0
$\begingroup$

Show that if the encryption exponent $3$ is used for the RSA cryptosystem by three different people with different moduli, a plaintext message $P$ encrypted using each of their keys can be recovered from these resulting three ciphertext messages.

Proof. We have $x_1\equiv P^3\pmod{n_1},$ $x_2\equiv P^3\pmod{n_2},$ $x_3\equiv P^3\pmod{n_3},$ and using the Chinese Remainder Theorem, we can get $P^3\equiv x_1(n_2n_3)(n_2n_3)^{-1}+x_2(n_1n_3)(n_1n_3)^{-1}+x_3(n_1n_2)(n_1n_2)^{-1}\pmod{n_1n_2n_3}.$ Therefore, $P$ can be found by testing all cubes that satisfy this congruence. $\square$

Does this proof seem rigorous enough, or should I step it up one more notch and compute for $P$? Or is perhaps the exercise asking for something else? What do you guys think? Thanks in advance!

  • 0
    How do you find all cubes which satisfy this congruence? And why do you think that solving $P^3=junk (\mod n_1n_2n_3)$ is easier than solving $P^3 = x_1 (\mod n_1)$, which usually takes too long? The problem probably asks you to recover $P$ without solving the cubic....2012-03-25

2 Answers 2

1

The basic idea is that by the configuration of RSA you know that $0 < P^3 < N_1 N_2 N_3$. But also by the Chinese remainder theorem you are guaranteed a unique solution $p$ to the congruences, with $p$ lying between $1$ and $N_1 N_2 N_3 - 1$.

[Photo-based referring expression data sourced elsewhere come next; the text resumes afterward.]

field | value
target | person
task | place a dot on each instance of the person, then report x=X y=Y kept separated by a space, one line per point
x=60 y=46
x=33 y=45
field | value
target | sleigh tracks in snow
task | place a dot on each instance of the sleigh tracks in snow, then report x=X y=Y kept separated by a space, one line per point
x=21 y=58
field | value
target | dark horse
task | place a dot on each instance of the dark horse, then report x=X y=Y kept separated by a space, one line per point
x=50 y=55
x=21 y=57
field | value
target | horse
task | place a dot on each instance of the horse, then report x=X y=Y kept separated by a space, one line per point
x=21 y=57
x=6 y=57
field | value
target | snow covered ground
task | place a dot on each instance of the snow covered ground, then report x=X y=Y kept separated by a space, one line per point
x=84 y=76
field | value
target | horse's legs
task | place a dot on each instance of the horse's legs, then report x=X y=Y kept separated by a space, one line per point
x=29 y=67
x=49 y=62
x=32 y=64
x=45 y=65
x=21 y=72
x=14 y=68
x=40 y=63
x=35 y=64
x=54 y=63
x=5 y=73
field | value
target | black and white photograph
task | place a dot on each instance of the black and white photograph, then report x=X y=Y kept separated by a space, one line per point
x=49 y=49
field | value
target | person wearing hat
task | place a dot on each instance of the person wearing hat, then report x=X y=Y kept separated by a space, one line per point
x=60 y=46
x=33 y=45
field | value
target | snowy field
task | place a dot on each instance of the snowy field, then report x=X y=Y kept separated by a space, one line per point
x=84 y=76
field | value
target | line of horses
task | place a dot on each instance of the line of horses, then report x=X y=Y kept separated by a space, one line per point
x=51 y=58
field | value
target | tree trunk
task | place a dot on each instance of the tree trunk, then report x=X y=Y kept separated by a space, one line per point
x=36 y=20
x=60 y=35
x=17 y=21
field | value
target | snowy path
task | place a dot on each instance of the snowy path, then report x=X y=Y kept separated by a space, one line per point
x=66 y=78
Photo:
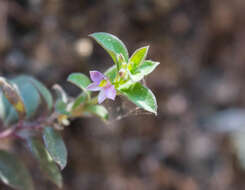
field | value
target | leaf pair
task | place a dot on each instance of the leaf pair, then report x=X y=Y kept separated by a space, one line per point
x=136 y=67
x=21 y=97
x=82 y=81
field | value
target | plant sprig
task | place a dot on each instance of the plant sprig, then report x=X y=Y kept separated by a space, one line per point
x=22 y=98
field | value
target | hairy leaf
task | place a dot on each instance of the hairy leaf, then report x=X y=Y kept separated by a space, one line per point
x=141 y=96
x=55 y=146
x=137 y=58
x=80 y=80
x=111 y=44
x=144 y=69
x=98 y=110
x=11 y=93
x=47 y=165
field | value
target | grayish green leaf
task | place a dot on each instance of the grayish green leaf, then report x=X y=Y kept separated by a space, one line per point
x=47 y=164
x=29 y=94
x=55 y=146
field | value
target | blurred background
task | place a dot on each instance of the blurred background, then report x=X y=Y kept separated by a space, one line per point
x=197 y=140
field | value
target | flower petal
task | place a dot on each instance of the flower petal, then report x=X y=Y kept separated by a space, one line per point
x=93 y=87
x=110 y=92
x=101 y=96
x=96 y=76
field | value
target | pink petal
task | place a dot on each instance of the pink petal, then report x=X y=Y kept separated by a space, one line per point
x=93 y=87
x=96 y=76
x=110 y=92
x=101 y=96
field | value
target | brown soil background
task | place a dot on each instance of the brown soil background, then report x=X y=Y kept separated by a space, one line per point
x=200 y=45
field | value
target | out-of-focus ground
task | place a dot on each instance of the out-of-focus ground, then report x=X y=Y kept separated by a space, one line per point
x=201 y=47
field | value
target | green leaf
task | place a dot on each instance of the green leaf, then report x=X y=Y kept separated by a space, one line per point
x=137 y=58
x=98 y=110
x=80 y=80
x=111 y=44
x=144 y=69
x=29 y=94
x=111 y=73
x=141 y=96
x=61 y=107
x=47 y=165
x=13 y=172
x=78 y=101
x=55 y=146
x=11 y=92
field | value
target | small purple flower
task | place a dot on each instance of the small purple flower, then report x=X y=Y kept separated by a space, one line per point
x=102 y=84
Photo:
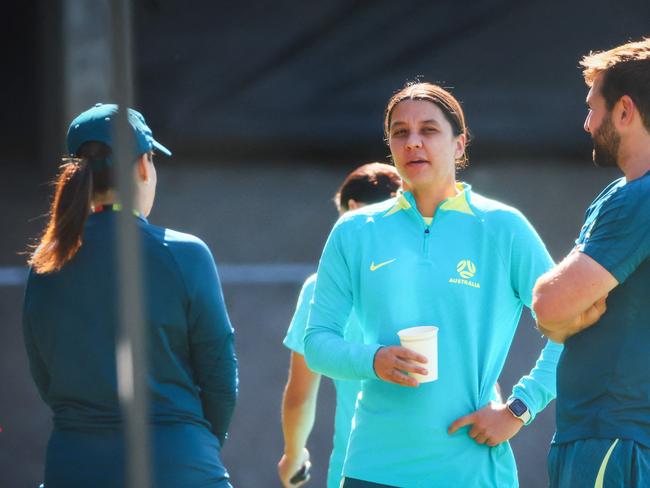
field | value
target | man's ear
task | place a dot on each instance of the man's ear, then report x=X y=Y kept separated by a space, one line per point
x=626 y=109
x=143 y=167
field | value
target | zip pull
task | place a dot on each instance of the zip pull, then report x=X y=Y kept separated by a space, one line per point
x=426 y=241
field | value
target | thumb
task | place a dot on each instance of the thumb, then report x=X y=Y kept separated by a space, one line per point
x=461 y=422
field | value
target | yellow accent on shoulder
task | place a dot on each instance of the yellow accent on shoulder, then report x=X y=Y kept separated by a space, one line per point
x=374 y=267
x=401 y=204
x=458 y=204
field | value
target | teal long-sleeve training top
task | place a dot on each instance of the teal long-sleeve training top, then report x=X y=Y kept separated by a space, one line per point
x=469 y=272
x=70 y=323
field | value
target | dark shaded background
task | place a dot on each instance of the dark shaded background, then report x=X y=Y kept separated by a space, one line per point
x=266 y=106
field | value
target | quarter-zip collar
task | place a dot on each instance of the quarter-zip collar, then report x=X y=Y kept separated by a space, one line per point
x=458 y=203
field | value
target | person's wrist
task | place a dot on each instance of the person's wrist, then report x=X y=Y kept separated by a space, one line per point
x=292 y=454
x=518 y=410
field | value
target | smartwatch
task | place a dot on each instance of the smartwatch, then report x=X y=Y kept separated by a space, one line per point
x=519 y=410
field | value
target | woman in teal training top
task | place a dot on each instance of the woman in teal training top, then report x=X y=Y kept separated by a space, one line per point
x=70 y=324
x=437 y=254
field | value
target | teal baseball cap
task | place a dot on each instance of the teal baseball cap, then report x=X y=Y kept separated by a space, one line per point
x=96 y=124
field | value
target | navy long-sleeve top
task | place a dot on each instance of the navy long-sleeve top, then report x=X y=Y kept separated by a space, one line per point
x=70 y=324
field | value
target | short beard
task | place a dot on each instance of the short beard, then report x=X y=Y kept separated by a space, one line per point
x=606 y=144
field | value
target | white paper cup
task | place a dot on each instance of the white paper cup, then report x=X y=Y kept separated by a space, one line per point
x=423 y=340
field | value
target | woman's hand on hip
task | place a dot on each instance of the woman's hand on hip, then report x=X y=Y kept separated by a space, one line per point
x=392 y=363
x=491 y=425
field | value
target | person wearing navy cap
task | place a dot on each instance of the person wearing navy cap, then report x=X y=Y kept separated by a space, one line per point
x=70 y=323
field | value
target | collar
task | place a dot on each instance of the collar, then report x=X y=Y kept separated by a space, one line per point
x=114 y=207
x=457 y=203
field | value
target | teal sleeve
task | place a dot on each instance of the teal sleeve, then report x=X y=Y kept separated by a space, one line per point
x=37 y=366
x=326 y=351
x=529 y=260
x=211 y=340
x=537 y=388
x=295 y=338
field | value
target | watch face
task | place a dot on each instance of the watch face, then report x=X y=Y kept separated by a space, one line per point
x=518 y=408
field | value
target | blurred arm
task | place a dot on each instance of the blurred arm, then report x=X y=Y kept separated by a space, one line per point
x=298 y=413
x=571 y=296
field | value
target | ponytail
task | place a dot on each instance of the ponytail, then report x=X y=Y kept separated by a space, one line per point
x=68 y=213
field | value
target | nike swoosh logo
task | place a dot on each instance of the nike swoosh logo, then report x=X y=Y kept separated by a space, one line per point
x=375 y=267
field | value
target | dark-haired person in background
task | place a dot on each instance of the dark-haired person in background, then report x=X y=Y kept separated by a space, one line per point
x=70 y=324
x=597 y=300
x=369 y=183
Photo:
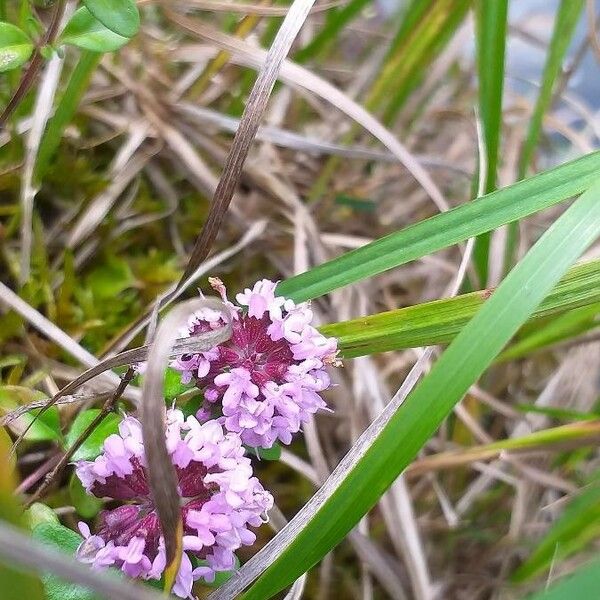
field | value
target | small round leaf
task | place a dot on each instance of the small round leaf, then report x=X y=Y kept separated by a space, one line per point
x=15 y=47
x=92 y=447
x=85 y=31
x=120 y=16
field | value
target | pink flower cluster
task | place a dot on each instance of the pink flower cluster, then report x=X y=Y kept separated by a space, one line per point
x=265 y=381
x=220 y=500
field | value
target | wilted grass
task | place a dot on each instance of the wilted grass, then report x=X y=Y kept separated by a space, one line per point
x=357 y=193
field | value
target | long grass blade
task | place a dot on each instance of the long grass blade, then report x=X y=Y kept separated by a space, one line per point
x=438 y=322
x=564 y=27
x=490 y=20
x=440 y=231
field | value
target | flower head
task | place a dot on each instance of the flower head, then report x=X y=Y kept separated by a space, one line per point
x=220 y=499
x=265 y=381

Thus these numbers coincide (i.e. $P^3 = p$) and we get equality, not just congruence. This enables you to then take the cube root and regain the plaintext $P$.

The point of this question is to show you that sometimes in RSA we can avoid guesswork/brute force and if you fall into certain traps then the system is totally insecure.

  • 0
    I should add that you assumed the moduli to be coprime in using CRT. It is clear how you might use Euclids algorithm to treat the other case.2012-03-25
1

Let $n_1$ be the smallest modulus and $n_3$ the largest. Then $P < n_1$ and thus $P^3 < n_1 n_2 n_3$. This enables you to solve the system

$P^3=z_i n_i+x_i,\quad i=1,2,3$

uniquely for $z_i$ over integers [just take the three pairwise differences and use knowledge that $z_i$ lie in $[1,\ldots,n_j n_k]$ and this should work I think. Then obtain $P^3$ and take integer cube root.

Edit: Use binary search with complexity at most $c \log(n_2 n_3) \leq 2c \log(n_3) =O(\log n_3).$ The cube root complexity should also be comparable.